Sorting through the many threats to monarch butterflies
Photo by Richard Lee on Unsplash
Every year monarch butterflies in southern Canada and the north-central United States travel over 4,000 kilometers (2,485 miles) southward. Triggered by cool weather and the slow death of their host plant, milkweed, monarchs make their long journeys to the oyamel fir forest in Mexico. However, this stunning migration is at risk. The population of monarchs in California alone has declined by 86% between 2017 and 2018.
Monarch butterflies face a wide range of threats including bad weather, climate change, and exposure to chemicals and contaminants, as well as the dual dangers of predation and pathogens. Deforestation in Mexico where the butterflies overwinter and the loss of breeding habitat and milkweed on the northern breeding range also pose significant risk at different stages in the monarch life cycle. Despite mounds of research in each of these areas, it turns out that we still don’t fully understand the contribution of each to monarch declines.

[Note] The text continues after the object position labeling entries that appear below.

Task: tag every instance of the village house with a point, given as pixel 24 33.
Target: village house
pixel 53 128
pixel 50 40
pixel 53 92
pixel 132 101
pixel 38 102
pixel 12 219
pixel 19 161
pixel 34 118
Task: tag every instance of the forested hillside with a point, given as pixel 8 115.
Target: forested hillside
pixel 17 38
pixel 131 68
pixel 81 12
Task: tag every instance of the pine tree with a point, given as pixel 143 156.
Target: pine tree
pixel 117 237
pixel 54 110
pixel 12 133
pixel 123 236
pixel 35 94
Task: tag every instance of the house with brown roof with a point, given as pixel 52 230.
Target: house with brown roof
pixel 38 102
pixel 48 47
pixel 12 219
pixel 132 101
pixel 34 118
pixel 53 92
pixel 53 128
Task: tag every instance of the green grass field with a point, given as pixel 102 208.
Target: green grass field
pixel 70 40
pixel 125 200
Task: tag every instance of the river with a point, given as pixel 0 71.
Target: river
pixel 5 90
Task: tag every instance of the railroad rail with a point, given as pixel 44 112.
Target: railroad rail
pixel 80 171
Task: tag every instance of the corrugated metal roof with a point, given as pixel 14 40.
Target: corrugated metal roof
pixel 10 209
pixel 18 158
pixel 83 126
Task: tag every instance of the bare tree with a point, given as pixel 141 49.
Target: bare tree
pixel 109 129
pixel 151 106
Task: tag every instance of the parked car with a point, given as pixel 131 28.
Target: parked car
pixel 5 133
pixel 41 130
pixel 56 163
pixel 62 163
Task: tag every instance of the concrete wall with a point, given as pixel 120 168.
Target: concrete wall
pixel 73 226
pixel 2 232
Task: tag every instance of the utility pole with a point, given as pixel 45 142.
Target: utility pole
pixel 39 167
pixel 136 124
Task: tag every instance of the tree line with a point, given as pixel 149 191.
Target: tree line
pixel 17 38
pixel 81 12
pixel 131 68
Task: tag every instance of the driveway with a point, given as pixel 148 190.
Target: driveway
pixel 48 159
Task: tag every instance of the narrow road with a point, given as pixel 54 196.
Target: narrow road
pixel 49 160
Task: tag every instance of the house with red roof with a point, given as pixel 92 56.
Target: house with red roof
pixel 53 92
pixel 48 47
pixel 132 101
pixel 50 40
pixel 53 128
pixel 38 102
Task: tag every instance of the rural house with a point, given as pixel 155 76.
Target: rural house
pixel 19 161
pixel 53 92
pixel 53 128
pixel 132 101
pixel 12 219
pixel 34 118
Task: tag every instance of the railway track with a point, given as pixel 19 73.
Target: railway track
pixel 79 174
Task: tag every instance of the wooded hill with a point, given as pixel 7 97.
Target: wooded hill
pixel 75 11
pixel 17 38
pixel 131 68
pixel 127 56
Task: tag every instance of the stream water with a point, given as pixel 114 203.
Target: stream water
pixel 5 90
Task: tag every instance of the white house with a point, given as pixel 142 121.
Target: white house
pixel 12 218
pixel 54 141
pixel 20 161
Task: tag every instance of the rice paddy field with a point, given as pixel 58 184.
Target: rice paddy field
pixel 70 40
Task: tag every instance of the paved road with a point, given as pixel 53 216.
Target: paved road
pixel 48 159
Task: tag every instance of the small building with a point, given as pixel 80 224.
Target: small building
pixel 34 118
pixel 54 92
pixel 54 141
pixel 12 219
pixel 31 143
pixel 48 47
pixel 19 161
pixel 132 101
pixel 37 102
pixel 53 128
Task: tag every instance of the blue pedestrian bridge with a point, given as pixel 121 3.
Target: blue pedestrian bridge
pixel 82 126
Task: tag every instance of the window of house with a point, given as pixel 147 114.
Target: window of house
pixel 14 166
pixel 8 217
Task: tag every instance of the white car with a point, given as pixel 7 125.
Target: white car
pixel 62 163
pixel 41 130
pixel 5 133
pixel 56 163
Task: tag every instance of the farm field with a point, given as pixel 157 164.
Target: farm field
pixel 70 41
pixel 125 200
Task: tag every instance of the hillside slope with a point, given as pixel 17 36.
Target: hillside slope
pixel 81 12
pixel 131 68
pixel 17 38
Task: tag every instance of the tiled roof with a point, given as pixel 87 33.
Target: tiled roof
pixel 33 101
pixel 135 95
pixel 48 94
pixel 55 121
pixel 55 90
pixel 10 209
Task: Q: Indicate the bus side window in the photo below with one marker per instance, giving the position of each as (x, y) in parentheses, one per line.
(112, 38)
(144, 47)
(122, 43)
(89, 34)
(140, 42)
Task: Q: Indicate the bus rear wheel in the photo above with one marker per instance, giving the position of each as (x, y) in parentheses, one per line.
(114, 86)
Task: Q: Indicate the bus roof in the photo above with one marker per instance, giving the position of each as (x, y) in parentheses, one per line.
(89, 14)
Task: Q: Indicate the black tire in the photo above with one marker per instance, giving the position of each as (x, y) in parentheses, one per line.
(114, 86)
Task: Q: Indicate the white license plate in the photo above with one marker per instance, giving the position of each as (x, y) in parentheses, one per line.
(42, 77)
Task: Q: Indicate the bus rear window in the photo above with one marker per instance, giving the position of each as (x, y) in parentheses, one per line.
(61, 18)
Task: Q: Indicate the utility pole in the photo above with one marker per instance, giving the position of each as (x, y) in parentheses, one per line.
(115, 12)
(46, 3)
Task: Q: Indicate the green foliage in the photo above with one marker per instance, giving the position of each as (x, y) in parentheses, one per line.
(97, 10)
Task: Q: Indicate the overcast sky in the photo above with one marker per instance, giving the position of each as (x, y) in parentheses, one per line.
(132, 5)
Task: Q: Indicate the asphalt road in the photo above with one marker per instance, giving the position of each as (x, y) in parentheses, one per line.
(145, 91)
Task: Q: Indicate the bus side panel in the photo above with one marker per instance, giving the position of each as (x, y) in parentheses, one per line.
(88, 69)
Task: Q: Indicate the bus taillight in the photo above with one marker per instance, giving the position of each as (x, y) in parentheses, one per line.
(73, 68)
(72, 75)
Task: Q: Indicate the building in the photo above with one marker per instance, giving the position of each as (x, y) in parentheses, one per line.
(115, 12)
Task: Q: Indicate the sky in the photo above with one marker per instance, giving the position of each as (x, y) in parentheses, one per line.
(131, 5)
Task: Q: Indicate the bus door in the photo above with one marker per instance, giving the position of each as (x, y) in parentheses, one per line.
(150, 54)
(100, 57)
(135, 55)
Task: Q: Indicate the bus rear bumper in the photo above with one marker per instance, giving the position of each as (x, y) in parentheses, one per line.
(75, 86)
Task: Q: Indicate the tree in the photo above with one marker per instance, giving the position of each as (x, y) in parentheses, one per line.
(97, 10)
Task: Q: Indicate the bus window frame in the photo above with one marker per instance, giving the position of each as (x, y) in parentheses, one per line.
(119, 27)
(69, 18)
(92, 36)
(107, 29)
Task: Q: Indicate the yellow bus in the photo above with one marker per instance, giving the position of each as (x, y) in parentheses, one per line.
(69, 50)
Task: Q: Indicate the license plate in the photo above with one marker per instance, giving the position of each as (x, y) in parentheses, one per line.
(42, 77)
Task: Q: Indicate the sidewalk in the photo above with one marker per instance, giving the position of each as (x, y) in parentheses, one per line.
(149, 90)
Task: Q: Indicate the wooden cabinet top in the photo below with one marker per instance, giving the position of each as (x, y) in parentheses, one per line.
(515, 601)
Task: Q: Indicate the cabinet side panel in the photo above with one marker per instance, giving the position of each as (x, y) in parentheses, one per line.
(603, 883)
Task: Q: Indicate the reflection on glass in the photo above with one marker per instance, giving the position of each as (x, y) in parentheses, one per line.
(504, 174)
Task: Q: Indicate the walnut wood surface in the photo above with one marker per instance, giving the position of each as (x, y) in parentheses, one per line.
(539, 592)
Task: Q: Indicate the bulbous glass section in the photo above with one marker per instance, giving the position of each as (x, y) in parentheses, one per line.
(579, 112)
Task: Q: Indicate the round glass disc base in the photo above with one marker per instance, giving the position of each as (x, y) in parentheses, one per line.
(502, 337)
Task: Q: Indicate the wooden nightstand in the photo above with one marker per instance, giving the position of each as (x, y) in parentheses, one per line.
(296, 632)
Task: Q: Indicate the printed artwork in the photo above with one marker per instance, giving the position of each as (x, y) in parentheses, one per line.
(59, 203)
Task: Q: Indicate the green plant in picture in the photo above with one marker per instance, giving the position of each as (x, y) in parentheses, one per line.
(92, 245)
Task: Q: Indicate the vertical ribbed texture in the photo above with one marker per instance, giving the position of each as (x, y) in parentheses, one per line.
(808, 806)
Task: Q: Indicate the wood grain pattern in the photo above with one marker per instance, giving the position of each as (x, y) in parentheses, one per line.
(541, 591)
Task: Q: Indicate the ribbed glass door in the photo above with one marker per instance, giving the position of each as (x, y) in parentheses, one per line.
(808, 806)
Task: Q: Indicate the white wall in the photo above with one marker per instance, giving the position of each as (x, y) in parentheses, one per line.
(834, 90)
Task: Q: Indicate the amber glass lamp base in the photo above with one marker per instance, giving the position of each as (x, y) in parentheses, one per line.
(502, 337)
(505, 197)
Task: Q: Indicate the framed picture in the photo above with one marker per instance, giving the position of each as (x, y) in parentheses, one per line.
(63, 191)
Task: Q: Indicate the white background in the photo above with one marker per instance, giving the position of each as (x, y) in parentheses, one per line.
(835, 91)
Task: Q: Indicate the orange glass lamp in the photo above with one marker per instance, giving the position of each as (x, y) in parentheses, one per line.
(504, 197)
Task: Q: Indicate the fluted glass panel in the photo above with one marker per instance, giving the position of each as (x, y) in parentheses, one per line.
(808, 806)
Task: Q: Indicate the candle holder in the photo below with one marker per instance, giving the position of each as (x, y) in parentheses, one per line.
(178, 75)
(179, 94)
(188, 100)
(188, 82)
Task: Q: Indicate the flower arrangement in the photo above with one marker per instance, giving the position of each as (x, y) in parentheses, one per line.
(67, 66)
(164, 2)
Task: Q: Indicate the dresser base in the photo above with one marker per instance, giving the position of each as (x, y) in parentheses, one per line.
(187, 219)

To answer this question, my colleagues and I examined 115 peer-reviewed papers, classifying them by the type of risk and whether the potential threat currently had a positive or negative effect on monarch butterflies. Using papers with multi-year datasets or results from predictive models, we also assessed whether each threat is thought to pose a continued risk to the population (as opposed to a one-time problem). We found that poor environmental conditions and loss of habitat in Mexico and on the northern breeding grounds are the most severe threats to monarch butterflies. With this in mind, researchers can design studies and conservation interventions that that directly address these threats to reduce the decline of this charismatic species.